Hace tiempo que hemos roto la frontera inviolable de la ética. Cuando uno lee que las Juventudes del Partido Liberal sueco piden al gobierno legalizar el incesto y la necrofilia, es que algo no va bien. Cuando uno lee que la pedofilia es un derecho en la mayor parte del mundo, y que en la otra, los hombres que en su sociedad la tienen prohibida viajan a otros lugares para meterse en la cama con niñas de la edad de sus hijas, o disfrutan compartiendo contenidos obscenos hasta con bebés, es que algo no va bien. Cuando uno lee que, por ejercer el derecho a la libertad de conciencia, de credo o de expresión se entierra de por vida en lúgubres cárceles y se tortura, incluso hasta la muerte, o se criminaliza a grupos sociales, políticos, étnicos o culturales enteros es que algo no va bien. Cuando uno lee que se abandona a tu propio padre en una gasolinera, o a los abuelos en los hospitales porque estorban, es que algo no va bien. Cuando uno lee que un individuo, en plenitud de su consciencia y simplemente aburrido de su existencia decide poner fin a la misma mediante una inyección letal, previa cita con los Servicios de Atención Primaria o pastilla comprada sin receta en la farmacia, es que algo no va muy bien. Cuando el Progreso nos persuadía de que la barbarie era cosa del pasado y en realidad comprobamos que la memoria de la humanidad está enferma, también de ese mal llamado Alzheimer, definitivamente, el vértigo se acrecienta.
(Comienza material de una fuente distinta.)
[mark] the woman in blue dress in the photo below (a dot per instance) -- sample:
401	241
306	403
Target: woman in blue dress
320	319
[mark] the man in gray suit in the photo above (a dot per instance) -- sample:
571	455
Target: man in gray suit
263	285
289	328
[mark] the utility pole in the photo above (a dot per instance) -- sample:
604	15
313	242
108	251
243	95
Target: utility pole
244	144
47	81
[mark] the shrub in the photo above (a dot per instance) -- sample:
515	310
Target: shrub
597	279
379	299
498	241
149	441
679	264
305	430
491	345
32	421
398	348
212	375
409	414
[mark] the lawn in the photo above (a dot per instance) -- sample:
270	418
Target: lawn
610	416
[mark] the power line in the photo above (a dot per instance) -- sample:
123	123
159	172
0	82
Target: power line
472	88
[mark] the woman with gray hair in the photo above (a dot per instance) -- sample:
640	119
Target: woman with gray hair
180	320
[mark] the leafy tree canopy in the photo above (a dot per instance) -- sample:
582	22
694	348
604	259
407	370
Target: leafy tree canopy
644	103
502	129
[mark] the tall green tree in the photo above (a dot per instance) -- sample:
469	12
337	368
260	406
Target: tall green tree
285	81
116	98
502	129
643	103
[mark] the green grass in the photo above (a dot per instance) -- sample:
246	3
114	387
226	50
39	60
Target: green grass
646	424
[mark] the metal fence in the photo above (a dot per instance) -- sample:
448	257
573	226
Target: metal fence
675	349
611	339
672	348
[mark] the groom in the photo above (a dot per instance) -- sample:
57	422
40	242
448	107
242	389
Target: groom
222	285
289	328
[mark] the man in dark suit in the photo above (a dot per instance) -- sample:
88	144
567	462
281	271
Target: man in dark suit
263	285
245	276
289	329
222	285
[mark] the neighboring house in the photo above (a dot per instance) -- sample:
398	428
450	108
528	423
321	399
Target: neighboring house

«Hace tiempo que hemos roto la frontera inviolable de la ética. Cuando uno lee que las Juventudes del Partido Liberal sueco piden al gobierno legalizar el incesto y la necrofilia, es que algo no va bien»

Es difícil resistir ante estos cambios que desestabilizan la forma en la que tradicionalmente nos organizamos y que generan grandes frustraciones en la personalidad de los individuos, fascinados por la panacea de una justicia social alternativa al capitalismo y desprovista del humanismo cristiano, por un individualismo sin responsabilidad social que les aboca a una soledad voluntaria y una vida social activa sólo en las redes sociales, o por un deseo irrefrenable a satisfacer sus pulsiones más individualistas. Si nuestros clásicos levantaran la cabeza, se escandalizarían al comprobar cómo la sociedad utópica ideal de bienestar, progreso, libertad y paz con la que soñaron se hizo realidad a partir de la segunda mitad del siglo XX para la mayor parte del planeta, y cómo fue precisamente el Occidente culto e ilustrado, el que destruyó esa realidad para transformarla en una distorsión indeseable de la misma, abocada a una dictadura soft de control social por parte del poder político y los profetas de esta nueva religión, a los que habremos entregado nuestras libertades, curiosamente de forma voluntaria, a cambio de vivir en una constante disonancia cognitiva dentro del paraíso interconectado del consumismo identitario a la carta.